KNOXVILLE, Tenn. (WATE) — Researchers at the University of Tennessee released a study Wednesday estimating that Tennessee’s population could grow by one million over the next two decades.
The report released by The Boyd Center for Business and Economic Research offers new population projections through 2070 for all 95 counties with breakdowns by age and race.
With the state’s population listed as 6.9 million following the 2020 Census, researchers project population growth could push Tennessee’s population to nearly 8 million by 2040.
The main driver of state population growth will likely occur in the 13-county Nashville Metropolitan Statistical Area. Researchers estimate this area will grow by 563,000 people in the next 20 years, accounting for 57 percent of the state’s projected total increase.
The Knoxville Metropolitan Statistical Area, which is comprised of Knox, Blount, Anderson, Loudon and Union counties, is projected to grow by 13.3% over the same time frame. Current projections would add over 116,000 new residents, pushing the Knoxville MSA population to nearly one million.
Knox County is estimated to add over 80,000 residents by 2040, an increase of 17.2%.
The state’s 78 rural counties are expected to add more than 225,000 new residents, an increase of 8.9 percent. Urban counties are projected to add about 765,000 residents, an increase of 17.5 percent.
Projections estimate Tennessee’s median age will climb from 38.8 years to 40.7 years by 2040, driven by an increase in the senior population. Matt Harris, associate professor of economics and researcher for the Boyd Center population projections, notes that the senior population growth is expected to account for roughly half (47.2 percent) of the state’s total projected increase over the next 20 years.
“Most of the growth in the senior population is driven by continued aging of the cohort born in the late 1950s and 1960s rather than by older individuals moving to Tennessee, although retirees moving to Tennessee do play a part,” Harris said.
The number Tennesseans aged 25-54 is projected to increase by 7.9%, a slower rate than the state’s population as a whole. Tennessee’s population is estimated to grow by nearly 15% by 2040.
Harris states that this lag in growth of the working-age population coupled with the growing senior population could constrain the workforce as more families take on elderly care responsibilities.
“As the number of seniors in Tennessee continues to increase, so will the number of individuals requiring care. Much of that care is provided by families, particularly in areas where there are not options for formal care—either in-home or residential,” Harris said. “There is a considerable body of research showing that informal care to older relatives decreases engagement with the labor force.”

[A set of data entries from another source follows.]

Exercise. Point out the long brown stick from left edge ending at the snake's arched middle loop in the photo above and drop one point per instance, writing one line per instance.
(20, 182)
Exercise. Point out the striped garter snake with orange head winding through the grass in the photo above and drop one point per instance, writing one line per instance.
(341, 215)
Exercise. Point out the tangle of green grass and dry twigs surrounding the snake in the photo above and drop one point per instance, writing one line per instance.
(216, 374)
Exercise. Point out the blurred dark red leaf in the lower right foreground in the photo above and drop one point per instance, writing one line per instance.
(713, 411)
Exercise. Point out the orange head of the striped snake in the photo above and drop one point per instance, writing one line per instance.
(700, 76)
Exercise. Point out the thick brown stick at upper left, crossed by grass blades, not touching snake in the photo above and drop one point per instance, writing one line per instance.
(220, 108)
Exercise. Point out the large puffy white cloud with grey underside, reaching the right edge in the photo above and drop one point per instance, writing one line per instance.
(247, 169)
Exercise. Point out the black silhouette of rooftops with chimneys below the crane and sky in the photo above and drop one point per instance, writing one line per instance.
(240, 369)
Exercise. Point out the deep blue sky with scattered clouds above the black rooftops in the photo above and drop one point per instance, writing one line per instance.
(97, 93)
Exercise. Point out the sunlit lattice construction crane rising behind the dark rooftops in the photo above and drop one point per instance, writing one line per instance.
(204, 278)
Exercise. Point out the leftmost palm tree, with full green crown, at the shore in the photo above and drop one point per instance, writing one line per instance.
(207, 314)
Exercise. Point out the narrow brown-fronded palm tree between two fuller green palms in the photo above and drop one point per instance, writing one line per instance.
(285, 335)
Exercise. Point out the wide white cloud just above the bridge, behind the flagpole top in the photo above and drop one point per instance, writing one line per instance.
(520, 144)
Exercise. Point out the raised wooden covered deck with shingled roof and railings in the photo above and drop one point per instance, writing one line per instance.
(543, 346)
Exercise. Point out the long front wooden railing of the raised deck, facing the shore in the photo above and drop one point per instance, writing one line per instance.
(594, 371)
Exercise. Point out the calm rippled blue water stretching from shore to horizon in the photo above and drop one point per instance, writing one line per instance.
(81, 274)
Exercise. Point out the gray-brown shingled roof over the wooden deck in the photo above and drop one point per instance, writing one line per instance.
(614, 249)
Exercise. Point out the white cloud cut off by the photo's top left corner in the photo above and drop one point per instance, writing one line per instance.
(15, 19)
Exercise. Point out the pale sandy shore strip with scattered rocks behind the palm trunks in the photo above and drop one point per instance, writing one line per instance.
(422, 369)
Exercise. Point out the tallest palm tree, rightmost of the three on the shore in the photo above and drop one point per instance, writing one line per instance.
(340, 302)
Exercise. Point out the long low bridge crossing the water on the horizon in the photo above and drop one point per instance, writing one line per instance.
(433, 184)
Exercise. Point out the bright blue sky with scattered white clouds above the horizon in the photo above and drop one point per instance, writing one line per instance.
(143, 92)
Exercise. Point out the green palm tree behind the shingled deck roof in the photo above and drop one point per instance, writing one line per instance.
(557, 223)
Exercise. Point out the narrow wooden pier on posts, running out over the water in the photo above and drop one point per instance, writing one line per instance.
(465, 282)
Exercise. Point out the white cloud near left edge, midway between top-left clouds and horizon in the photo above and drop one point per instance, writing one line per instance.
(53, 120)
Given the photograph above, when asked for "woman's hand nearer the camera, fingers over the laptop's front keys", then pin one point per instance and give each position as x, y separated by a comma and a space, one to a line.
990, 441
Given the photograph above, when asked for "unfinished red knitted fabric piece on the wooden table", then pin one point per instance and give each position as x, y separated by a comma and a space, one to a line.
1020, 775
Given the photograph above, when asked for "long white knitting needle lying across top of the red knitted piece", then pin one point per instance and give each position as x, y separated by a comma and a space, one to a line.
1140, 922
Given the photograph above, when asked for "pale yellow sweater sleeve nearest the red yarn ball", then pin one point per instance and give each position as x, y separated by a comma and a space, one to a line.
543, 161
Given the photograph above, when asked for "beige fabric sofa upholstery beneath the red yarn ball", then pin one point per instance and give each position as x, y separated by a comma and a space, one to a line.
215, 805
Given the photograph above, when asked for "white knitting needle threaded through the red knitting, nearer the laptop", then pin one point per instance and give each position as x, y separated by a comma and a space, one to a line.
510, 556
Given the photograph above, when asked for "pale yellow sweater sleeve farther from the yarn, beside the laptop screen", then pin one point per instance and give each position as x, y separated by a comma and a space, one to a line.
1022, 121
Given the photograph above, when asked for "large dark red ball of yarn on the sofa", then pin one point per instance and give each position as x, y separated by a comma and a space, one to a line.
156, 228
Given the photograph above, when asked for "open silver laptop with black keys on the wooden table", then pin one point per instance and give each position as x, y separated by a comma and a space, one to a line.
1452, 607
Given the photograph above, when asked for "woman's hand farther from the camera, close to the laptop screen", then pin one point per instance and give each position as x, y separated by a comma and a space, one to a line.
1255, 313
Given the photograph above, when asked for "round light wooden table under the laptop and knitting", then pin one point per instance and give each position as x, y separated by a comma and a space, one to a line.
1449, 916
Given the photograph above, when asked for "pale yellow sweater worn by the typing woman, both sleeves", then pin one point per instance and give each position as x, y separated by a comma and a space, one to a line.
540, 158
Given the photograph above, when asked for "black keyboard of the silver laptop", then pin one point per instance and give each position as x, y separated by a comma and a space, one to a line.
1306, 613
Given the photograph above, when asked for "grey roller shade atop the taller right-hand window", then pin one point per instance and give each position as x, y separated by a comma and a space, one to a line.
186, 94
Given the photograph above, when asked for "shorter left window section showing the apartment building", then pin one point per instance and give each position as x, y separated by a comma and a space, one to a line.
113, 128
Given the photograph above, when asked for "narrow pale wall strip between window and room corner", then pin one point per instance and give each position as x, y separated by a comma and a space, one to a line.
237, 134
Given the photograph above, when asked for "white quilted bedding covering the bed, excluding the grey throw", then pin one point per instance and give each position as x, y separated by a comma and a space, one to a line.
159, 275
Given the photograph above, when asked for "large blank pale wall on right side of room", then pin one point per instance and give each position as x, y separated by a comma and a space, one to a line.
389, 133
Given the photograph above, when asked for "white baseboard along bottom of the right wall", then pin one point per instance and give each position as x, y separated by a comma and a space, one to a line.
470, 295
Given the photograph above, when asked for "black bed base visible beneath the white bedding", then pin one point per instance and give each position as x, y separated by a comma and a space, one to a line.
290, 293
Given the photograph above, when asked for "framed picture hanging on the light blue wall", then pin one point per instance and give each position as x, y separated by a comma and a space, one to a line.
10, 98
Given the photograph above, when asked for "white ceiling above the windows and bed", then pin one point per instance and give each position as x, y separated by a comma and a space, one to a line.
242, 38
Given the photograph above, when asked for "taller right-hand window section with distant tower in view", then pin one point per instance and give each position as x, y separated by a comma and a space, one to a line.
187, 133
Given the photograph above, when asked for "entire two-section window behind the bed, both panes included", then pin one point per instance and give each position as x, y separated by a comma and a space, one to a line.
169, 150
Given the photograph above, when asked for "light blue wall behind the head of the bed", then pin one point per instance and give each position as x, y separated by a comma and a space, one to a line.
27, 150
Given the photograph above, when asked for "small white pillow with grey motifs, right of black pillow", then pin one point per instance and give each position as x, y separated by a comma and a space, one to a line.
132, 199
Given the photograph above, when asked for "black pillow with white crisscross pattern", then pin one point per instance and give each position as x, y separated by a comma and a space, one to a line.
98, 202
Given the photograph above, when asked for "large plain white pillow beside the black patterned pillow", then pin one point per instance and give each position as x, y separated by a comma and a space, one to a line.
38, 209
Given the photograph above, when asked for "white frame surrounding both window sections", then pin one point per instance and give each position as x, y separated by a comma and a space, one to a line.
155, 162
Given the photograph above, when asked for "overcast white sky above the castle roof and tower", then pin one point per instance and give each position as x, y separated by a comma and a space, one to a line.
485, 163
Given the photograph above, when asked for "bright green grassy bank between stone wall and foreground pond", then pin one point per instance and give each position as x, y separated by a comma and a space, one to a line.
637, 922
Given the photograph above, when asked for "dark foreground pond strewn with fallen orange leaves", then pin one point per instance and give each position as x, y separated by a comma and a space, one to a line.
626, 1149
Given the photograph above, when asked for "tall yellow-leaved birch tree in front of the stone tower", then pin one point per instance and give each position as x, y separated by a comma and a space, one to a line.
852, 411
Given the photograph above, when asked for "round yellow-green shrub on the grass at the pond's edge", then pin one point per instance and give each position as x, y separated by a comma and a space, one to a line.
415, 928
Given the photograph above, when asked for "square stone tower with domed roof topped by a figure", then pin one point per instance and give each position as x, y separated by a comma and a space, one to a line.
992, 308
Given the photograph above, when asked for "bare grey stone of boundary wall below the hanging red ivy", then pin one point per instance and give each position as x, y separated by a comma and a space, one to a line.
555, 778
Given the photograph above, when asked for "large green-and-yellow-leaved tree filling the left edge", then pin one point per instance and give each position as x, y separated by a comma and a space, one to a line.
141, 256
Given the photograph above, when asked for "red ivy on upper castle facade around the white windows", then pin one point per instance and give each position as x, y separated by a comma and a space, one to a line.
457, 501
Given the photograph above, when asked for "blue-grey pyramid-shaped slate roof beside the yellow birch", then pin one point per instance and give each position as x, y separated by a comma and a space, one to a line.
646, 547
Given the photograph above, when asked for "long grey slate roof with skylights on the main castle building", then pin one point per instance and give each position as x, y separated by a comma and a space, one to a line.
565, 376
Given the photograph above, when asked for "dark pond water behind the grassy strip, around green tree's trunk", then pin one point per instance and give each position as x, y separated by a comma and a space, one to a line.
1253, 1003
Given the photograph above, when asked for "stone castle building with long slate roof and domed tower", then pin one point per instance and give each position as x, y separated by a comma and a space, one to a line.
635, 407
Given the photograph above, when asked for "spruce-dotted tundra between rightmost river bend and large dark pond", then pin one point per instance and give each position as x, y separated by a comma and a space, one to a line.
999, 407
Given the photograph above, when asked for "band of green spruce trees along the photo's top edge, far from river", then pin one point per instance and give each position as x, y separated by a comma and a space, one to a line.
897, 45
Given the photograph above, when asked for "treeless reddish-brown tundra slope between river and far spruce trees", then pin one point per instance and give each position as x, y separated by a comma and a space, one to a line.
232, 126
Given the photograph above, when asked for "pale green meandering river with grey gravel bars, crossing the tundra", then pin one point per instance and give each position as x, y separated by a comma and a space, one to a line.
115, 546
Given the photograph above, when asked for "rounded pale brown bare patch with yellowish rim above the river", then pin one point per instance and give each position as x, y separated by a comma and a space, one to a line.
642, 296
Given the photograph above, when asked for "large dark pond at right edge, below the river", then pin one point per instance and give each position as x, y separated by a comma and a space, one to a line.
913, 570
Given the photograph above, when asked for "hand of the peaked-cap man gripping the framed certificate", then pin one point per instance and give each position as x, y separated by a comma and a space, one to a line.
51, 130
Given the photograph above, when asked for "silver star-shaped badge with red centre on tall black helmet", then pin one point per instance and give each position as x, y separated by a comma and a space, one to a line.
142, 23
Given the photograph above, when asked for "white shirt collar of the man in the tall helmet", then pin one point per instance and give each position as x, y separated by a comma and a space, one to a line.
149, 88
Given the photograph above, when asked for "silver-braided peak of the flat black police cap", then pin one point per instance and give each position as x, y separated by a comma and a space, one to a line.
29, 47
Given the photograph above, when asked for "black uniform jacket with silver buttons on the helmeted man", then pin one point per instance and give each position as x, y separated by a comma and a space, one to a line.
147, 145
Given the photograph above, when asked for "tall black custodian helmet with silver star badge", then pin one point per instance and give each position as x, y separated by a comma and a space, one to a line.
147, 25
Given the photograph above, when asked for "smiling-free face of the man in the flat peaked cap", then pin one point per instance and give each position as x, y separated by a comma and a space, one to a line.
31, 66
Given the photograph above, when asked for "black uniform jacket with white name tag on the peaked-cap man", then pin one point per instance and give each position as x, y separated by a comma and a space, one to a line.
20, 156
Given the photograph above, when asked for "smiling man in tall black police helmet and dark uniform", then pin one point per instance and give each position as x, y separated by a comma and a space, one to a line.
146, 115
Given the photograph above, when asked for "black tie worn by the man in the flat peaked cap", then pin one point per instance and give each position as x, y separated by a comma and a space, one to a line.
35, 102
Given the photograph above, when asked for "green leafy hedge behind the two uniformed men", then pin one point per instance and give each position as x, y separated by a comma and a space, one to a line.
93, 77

Projections could change as age, sex and ethnicity breakdowns from the 2020 Census have not yet been released. The center is considering the release of an additional projection update in the fourth quarter of 2022 if sufficient new data is available.
“Ultimately, these projections serve as a very interim update,” said Harris. “Many of the factors that we evaluate for this project, including births, deaths, and state-to-state migration, have changed in some way due to the pandemic. In some cases we know the degree of change and in other cases we are still waiting on data that will tell us the degree to which population will be affected in the long term.”